S’i’ fosse fuoco, Dario Fornaro

Dario Fornaro
Salendo lentamente, ma inesorabilmente, da Sud a Nord del paese – e persistendo oltre misura la siccità che ha stremato in ogni dove terreni agricoli e aree boscate – l’ondata degli incendi “casuali” ha raggiunto, in ottobre, anche il Piemonte (e Lombardia) con le varie, lussureggianti vallate subalpine.
Le cronache locali e le immagini “dal vivo” ci hanno rimandato fiamme ruggenti, nuvole di fumo e distese di monconi d’albero anneriti, in vastità e sequenze inaudite. Ci hanno documentato altresì i pericoli per le zone abitate e la mobilitazione dei soccorsi che rendevano memorabili le operazioni di terra e dal cielo.
Sgomento, ira, conta dei danni, apprezzamento degli interventi, pur con qualche accenno di recriminazioni, hanno caratterizzato i commenti, inframmezzati dalle voci preoccupate delle Cassandre meteo-ambientali. Ma sulle cause, prossime e remote, del dilagante fenomeno incendiario, la lingua si è inceppata e il pensiero si è arenato sulle secche del prevalente “fatto doloso”, ascrivibile alla non meglio precisata categoria dei “piromani” in fase di oscura, ma evidente moltiplicazione.
Di incendio doloso, come pure di generica piromania, si parla da tempo (a calare fino a zero, o quasi, è per fortuna il ricorso alla fantomatica autocombustione), ma la dimensione e la ripetitività, in crescita, del fenomeno inducevano a sospettare un retroterra motivazionale più complesso o comunque difficilmente afferrabile.

La “tradizionale” azione dolosa trovava infatti una solida “giustificazione” in una qualche “utilità” perversa, ma a suo modo comprensibile: una prossima gettata di erba fresca e rigogliosa per la pastorizia e, soprattutto la predisposizione di nuove, traverse opportunità di sfruttamento del suolo depauperato per l’edilizia strisciante e le opere connesse. Il fatto però che né l’habitat delle greggi né l’appetibilità edificatoria fossero palesemente estensibili a tutti i territori ora devastati (in effetti solo a poche zone effettivamente praticabili) stanno costringendo esperti e commentatori a riposizionarsi, seppure a disagio, su una insospettabile varietà/novità/gravità delle pulsioni distruttive individuali.
Ben rappresentate, volendo, dai famosi versi “giocosi” di Cecco Angiolieri : S’i’ fosse fuoco, arderei ‘l mondo / s’i’ fosse vento, lo tampestarei / s’i’ fosse acqua, i’ l’annegherei /..etc. fino alle donne giovani e leggiadre, peraltro non comprese nelle ire funeste del poeta dugentesco.

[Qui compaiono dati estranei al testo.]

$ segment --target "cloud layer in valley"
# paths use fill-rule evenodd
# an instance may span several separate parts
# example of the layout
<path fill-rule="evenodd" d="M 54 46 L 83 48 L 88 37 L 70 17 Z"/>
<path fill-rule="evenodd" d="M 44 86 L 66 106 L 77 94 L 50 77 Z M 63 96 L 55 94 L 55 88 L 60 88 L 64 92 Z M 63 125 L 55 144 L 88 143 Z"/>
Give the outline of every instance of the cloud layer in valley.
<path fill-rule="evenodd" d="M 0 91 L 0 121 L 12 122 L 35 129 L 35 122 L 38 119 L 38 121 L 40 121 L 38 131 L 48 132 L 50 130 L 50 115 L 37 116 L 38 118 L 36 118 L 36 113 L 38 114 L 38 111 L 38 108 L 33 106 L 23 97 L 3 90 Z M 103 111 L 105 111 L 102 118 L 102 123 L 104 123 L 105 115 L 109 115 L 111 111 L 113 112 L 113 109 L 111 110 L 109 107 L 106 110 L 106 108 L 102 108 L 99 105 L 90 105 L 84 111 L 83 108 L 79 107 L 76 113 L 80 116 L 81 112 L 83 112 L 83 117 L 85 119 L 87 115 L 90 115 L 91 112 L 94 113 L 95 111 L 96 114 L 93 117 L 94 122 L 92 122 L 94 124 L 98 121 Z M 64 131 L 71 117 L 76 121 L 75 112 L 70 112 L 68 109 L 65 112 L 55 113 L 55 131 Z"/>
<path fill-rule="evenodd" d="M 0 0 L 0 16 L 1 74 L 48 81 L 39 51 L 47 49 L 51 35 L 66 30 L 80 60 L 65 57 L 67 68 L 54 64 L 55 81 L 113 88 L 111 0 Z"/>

Scemata per fortuna, con i primi di novembre e l’annuncio di pioggia risanatrice, la panoramica degli incendi e la pressione degli interventi d’emergenza, i discorsi sparsi sulle cause del frammentato disastro si stanno facendo – se non è un’impressione e a parte la grande, indiscutibile concausa del suolo inaridito – più flebili o incerti, già sull’aspetto della “molteplicità strategica” degli inneschi di vallata (o sviluppo straordinariamente impetuoso dei limitati, numericamente parlando, attacchi piromani. Ma mentre scrivo il TGR parla di sei inneschi appena rilevati a Borgo San Dalmazzo).
La differenza, ai fini preventivi e repressivi, di azioni incendiarie organizzate e finalizzate (?) rispetto ad alcune “imprese” di singoli “lupi solitari” (come oggi si dice), è notevole e complicata sotto il profilo pratico della “caccia agli untori”, e le forze dell’ordine, con gli amministratori locali, ne sono certo ben consapevoli.
E’ la differenza che passerebbe tra un “bullismo da paese” – che pure si è manifestato, in tono minore, anche tra le nostre campagne di pianura, ove sono andati in fumo, in rustici o in campo, gli imballi di paglia o fieno – e una sorta di “mini-terrorismo” (duole pronunciare anche solo la parola), rivolto a fomentare un clima di insicurezza, di sovrastante pericolo, buono a tutti gli usi.
Ovvio auspicare che prima di nuove – e ahimè prevedibili – stagioni di vasta e complice aridità, questa storia dei “fuochi di massa” venga ripresa e riassunta, da chi può, nei suoi termini realistici e aggiornati. Anche ai fini di valutare le possibili contromisure tecnico-normative e di pubblico orientamento comportamentale.